Love Thyself

Two-fifty, two hundred, two-fifty again.

I’ve struggled with my weight most of my adult life.

Either I’m stuffing my face with everything in the place, or I’m working out all day every day, trying to get thin.

But I know now I must love the skin that I’m in. Whatever that is.

I love my belly, regardless if it’s stretch-marked with rolls like Buddha, or a compact baby six pack.

 I love my thighs, whether they be wondrous or of the thunderous variety.

I love my calves, be they dandelion-thin or bulky like watermelons; my arms, be they string beans or Christmas hams; and my chest in all its asymmetric mess.

I love my glutes, whether they be nonexistent or all that and then some.

I love my hair, be it curly, kinky, wavy, straight, blonde, red, or black.

I love my too-big-for-my-frame feet, my bowed legs, and my trick knee.

I now see it matters not how much I lift or how many miles I run, so long as I persist to be cool with myself, free to be me in all my beautiful glory.

So, if you feel seen and know what I mean, then repeat after me:

I love myself.

Snow Day

Children laugh and play,

Throwing snowballs and sledding.

When did we stop this?

Older

Hair thinning, graying,

Pot-bellied, knees arthritic,

Man, I’m getting old.

Fire of Will

Through the fire and flames,

Through the bruises and pain,

Through the suffering and the shame,

I will step up my game and rise again and again.

You will bear witness to my persistence.

No matter the odds,

I will face any challenge

and win the fight,

As long as the light within shines bright.

On Words

When wielded wisely, words can heal, surprise, and make our spirits rise. But they can be misused to abuse,

Spread lies, sow strife, or end a life;

They can cut like a knife and lay a fellow low,

Cast a bring light, or throw us into an infinite night;

Be neat, sweet, petite, and knock us off our feet.

Or lead to our defeat.

They can be mean, obscene, or used to spread fake news via memes on our computer screens.

They can give shape to our dreams or be the stuff of nightmares.

Their power can leave us staring, glaring, or swearing.

We may lose sleep over them,

Wondering if the price we pay for saying them is too steep.

But if they came cheap and didn’t matter, how worse would things get?

Any nitwit can get in a snit and spit whatever shit they like on social media and be the focal point of attention,

Racking up likes, retweets, and mentions;

All because they have an inclination for condemnation,

A penchant for prose pugilism that leaves decency, civility, and the whole of humanity

Battered and bruised with every word they spew.

Regardless of what some may think,

Words aren’t the final refuse of the weak.

Ultimately, it’s up to each of us to choose the words we use or abuse.

And while this may not be news, it bears repeating.

Though we may be seething, we must

Think before speaking.       

Can You Hear Me Now

When each sentence is a sentence to oratory purgatory,

There’s no violence like silence.

When I speak a word and go unheard,

When my every utterance is met with, “Can you speak more clearly?”

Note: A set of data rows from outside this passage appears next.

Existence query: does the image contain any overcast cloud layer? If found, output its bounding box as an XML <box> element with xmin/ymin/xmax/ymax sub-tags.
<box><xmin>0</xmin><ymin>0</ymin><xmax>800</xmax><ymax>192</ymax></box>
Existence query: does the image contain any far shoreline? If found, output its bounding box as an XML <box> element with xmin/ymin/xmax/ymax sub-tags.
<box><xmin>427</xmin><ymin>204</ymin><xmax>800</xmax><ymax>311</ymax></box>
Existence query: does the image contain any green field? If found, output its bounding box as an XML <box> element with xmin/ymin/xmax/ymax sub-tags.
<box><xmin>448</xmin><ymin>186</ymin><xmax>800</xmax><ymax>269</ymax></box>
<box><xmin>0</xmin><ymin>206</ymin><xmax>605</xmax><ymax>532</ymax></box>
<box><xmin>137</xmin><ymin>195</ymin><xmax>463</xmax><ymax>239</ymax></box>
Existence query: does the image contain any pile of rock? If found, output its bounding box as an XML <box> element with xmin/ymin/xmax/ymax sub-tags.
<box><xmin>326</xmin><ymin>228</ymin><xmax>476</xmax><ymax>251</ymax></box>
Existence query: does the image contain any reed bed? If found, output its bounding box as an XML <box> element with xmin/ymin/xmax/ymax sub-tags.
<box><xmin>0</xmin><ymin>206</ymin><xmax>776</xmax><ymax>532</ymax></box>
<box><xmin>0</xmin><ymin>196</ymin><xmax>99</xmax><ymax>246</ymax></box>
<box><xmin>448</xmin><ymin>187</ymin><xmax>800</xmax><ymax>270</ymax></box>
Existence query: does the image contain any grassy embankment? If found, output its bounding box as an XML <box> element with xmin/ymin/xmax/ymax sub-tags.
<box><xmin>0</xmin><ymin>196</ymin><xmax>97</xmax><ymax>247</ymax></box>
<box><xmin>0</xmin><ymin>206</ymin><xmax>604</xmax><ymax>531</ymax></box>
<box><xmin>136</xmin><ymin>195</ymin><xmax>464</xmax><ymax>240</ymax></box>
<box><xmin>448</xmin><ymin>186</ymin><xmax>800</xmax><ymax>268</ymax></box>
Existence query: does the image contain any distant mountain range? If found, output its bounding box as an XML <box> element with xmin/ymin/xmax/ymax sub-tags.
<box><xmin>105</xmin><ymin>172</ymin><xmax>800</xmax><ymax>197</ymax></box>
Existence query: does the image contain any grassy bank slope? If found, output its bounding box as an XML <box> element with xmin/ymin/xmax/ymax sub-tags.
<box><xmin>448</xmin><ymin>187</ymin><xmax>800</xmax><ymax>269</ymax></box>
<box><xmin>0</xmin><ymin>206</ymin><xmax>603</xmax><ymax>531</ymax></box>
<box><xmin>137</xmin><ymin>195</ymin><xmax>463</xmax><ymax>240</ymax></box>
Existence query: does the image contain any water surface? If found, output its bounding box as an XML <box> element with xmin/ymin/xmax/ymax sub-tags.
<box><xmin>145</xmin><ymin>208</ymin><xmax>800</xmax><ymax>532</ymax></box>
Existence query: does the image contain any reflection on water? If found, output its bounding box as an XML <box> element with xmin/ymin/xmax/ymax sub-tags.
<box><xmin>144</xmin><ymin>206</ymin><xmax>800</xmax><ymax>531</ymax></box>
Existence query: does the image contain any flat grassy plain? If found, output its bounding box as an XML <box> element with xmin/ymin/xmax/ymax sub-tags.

It’s enough to drive me insane.

“Can you hear me now?” has become my go-to refrain.

I feel less than,

My cheeks flushed with heat,

When I’m asked to repeat my words

Again and again.

Each syllable is a subliminal criminal,

A thief of time and energy,

Making communication shallow and banal, hollow so you can follow what I’m saying.

Speaking is like flaying myself, filling me with lethargy as I wait to see if you can hear me. 

I fear anywhere the background volume is above a whisper,

Lest my voice disappear,

Engulfed in the whir of the crowd.

It’s frustrating, infuriating, mentally deteriorating

Wondering if the other is hearing what I’m saying.

So:

Can you hear me now?   

TEN/SJS and Me

I was six when I had my first case of Toxic Epidermal Necrolysis/Stevens-Johnson Syndrome.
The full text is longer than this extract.